Esta objeción ignora dos puntos fundamentales: 1) que la Iglesia, por su condición de sociedad jerárquica de origen divino, puede establecer criterios morales para sus fieles, incluso en lo que respecta a su acción en la comunidad política(**), y que, 2) como tantos aspectos fundamentales de la moral cristiana, estos puntos no solo corresponden a doctrina revelada sino también a la recta razón natural y surgen del hábito innato de la razón práctica que todos los seres humanos poseen y que nos dicta el principio de bonum faciendum, male vitandum: hay que hacer el bien y evitar el mal.
En efecto, el respeto y la defensa de la vida humana inocente desde la concepción hasta la muerte natural, así como el derecho de los padres a educar a sus hijos y la defensa de la familia basada en el matrimonio entre hombre y mujer son elementos morales que nos revelan de manera íntima la relación entre el individuo y el Estado y, por eso, su defensa obliga a todas las sociedades, no solo en cuanto cristianas, sino en cuanto humanas.

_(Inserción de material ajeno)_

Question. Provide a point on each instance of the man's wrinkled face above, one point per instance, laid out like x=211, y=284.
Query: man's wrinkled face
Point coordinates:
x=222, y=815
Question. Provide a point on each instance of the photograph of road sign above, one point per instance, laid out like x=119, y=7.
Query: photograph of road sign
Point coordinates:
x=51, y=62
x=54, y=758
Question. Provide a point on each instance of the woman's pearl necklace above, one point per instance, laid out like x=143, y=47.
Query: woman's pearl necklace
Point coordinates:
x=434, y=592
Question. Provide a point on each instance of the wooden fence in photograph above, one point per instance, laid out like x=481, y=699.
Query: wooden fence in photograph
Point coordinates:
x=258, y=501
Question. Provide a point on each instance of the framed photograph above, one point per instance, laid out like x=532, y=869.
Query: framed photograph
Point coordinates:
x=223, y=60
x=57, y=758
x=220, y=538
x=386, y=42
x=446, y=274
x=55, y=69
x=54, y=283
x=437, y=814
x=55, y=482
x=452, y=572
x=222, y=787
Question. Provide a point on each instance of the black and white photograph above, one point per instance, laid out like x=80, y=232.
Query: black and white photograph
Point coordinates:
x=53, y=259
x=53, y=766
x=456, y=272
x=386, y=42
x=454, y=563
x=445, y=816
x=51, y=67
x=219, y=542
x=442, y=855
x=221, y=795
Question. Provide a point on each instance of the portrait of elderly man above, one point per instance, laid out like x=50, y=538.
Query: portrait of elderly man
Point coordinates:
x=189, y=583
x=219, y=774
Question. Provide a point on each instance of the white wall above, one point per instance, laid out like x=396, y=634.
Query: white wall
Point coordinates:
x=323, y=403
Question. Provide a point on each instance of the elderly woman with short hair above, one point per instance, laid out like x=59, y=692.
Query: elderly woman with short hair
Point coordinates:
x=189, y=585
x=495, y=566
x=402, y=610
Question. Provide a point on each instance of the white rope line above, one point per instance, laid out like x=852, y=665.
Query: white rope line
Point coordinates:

Porque, ¿qué es la legalización del aborto sino la estatización del nasciturus? Con tal medida se otorga al Estado la potestad de decidir que determinada persona no-nacida, que comparte la naturaleza humana con nosotros y que es un individuo distinto a su madre, no es ya persona y puede ser descartada sin culpa, sin importar lo que diga la ciencia, la recta razón, la religión, la tradición o incluso la misma sociedad. No extraña, por tanto, que el primer estado totalitario de la historia, la URSS de Lenin, haya sido el primer país del mundo en despenalizar y legalizar el aborto en 1920. En esa medida, aparentemente simple, se revelaba el rostro genocida de un gobierno totalitario que, en esos mismos momentos, decretaba la necesidad de prescindir violentamente de clases sociales y otros grupos humanos enteros.
Algo semejante puede decirse del llamado matrimonio igualitario, que no es otra cosa que darle el poder al Estado de decidir que una realidad afectiva esencialmente infecunda y muy frecuentemente efímera pueda ser equiparada jurídicamente a la familia natural tradicional, el modelo milenario imbatible de crianza y afectividad humana.
Y ni qué decir de la grave injusticia que significa otorgar al Estado la patria potestad de todos sus ciudadanos, aboliendo la familia, al obligar a su población a ser ideologizada en contra de sus conciencias, con el pretexto de una educación obligatoria diseñada no por los mismos ciudadanos, sino por burócratas y comisarios políticos que la utilizan como una herramienta de revolución social y cultural.
Violentar estos principios no negociables significa darle al Estado el poder de estatizar la misma fábrica de lo humano; significa convertir al Estado ya no en un instrumento de la sociedad, diseñado para servirla, sino en su dueño y señor, en el Dios mortal del que hablaba Thomas Hobbes.
En conclusión, la defensa de los principios no negociables es también de razón natural y su defensa obliga moralmente a todos los hombres, tanto creyentes como no creyentes. En esta defensa le corresponde un papel especial al voto: defender los principios no negociables implica votar por los candidatos que los defienden, al margen de otros elementos contingentes y subalternos con los que podríamos no estar de acuerdo.
* Benedicto XVI, Sacramentum Caritatis, n. 83
** Aquí nos referimos a lo que la Iglesia manda, es decir a lo que, en cuanto «peregrina de los siglos», como la llamó Thomas Molnar, ha enseñado de manera constante, no a las declaraciones informales, boutades u opiniones personales incoherentes con el magisterio tradicional que hayan dicho en momentos particulares autoridades eclesiásticas específicas.